Understanding Portfolio Variance
Portfolio variance looks at the covariance or correlation coefficients for the securities in a portfolio http://4crypto.info. Generally, a lower correlation between securities in a portfolio results in a lower portfolio variance.
Portfolio variance is calculated by multiplying the squared weight of each security by its corresponding variance and adding twice the weighted average weight multiplied by the covariance of all individual security pairs.
Modern portfolio theory says that portfolio variance can be reduced by choosing asset classes with a low or negative correlation, such as stocks and bonds, where the variance (or standard deviation) of the portfolio is the x-axis of the efficient frontier.
Portfolio Variance
Formula and Calculation of Portfolio Variance
The most important quality of portfolio variance is that its value is a weighted combination of the individual variances of each of the assets adjusted by their covariances. This means that the overall portfolio variance is lower than a simple weighted average of the individual variances of the stocks in the portfolio.

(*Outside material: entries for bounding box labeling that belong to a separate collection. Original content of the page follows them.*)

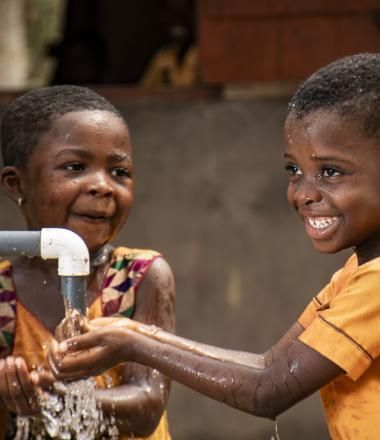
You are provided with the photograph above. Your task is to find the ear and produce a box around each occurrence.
[0,166,23,202]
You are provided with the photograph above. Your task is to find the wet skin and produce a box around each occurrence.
[284,111,380,264]
[50,111,380,418]
[0,111,174,436]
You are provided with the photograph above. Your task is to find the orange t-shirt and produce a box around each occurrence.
[298,255,380,440]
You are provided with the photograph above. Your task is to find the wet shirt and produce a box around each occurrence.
[0,247,171,440]
[298,255,380,440]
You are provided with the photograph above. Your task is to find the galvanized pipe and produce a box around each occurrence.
[0,228,90,315]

The formula for portfolio variance in a two-asset portfolio is as follows:
- w1 = the portfolio weight of the first asset
- w2 = the portfolio weight of the second asset
- σ1= the standard deviation of the first asset
- σ2 = the standard deviation of the second asset
- Cov1,2 = the covariance of the two assets, which can thus be expressed as p(1,2)σ1σ2, where p(1,2) is the correlation coefficient between the two assets
The portfolio variance is equivalent to the portfolio standard deviation squared.
As the number of assets in the portfolio grows, the terms in the formula for variance increase exponentially. For example, a three-asset portfolio has six terms in the variance calculation, while a five-asset portfolio has 15.
Portfolio Variance and Modern Portfolio Theory
Modern portfolio theory (MPT) is a framework for constructing an investment portfolio. MPT takes as its central premise the idea that rational investors want to maximize returns while also minimizing risk, sometimes measured using volatility. Investors seek what is called an efficient frontier, or the lowest level of risk and volatility at which a target return can be achieved.
Risk is lowered in MPT portfolios by investing in non-correlated assets. Assets that might be risky on their own can actually lower the overall risk of a portfolio by introducing an investment that will rise when other investments fall. This reduced correlation can reduce the variance of a theoretical portfolio.
In this sense, an individual investment’s return is less important than its overall contribution to the portfolio, in terms of risk, return, and diversification.
The level of risk in a portfolio is often measured using standard deviation, which is calculated as the square root of the variance. If data points are far away from the mean, the variance is high, and the overall level of risk in the portfolio is high as well. Standard deviation is a key measure of risk used by portfolio managers, financial advisors, and institutional investors. Asset managers routinely include standard deviation in their performance reports.
Example of Portfolio Variance
For example, assume there is a portfolio that consists of two stocks. Stock A is worth $50,000 and has a standard deviation of 20%. Stock B is worth $100,000 and has a standard deviation of 10%. The correlation between the two stocks is 0.85. Given this, the portfolio weight of Stock A is 33.3% and 66.7% for Stock B. Plugging in this information into the formula, the variance is calculated to be:
- Variance = (33.3%^2 x 20%^2) + (66.7%^2 x 10%^2) + (2 x 33.3% x 20% x 66.7% x 10% x 0.85) = 1.64%
Variance is not a particularly easy statistic to interpret on its own, so most analysts calculate the standard deviation, which is simply the square root of variance. In this example, the square root of 1.64% is 12.81%.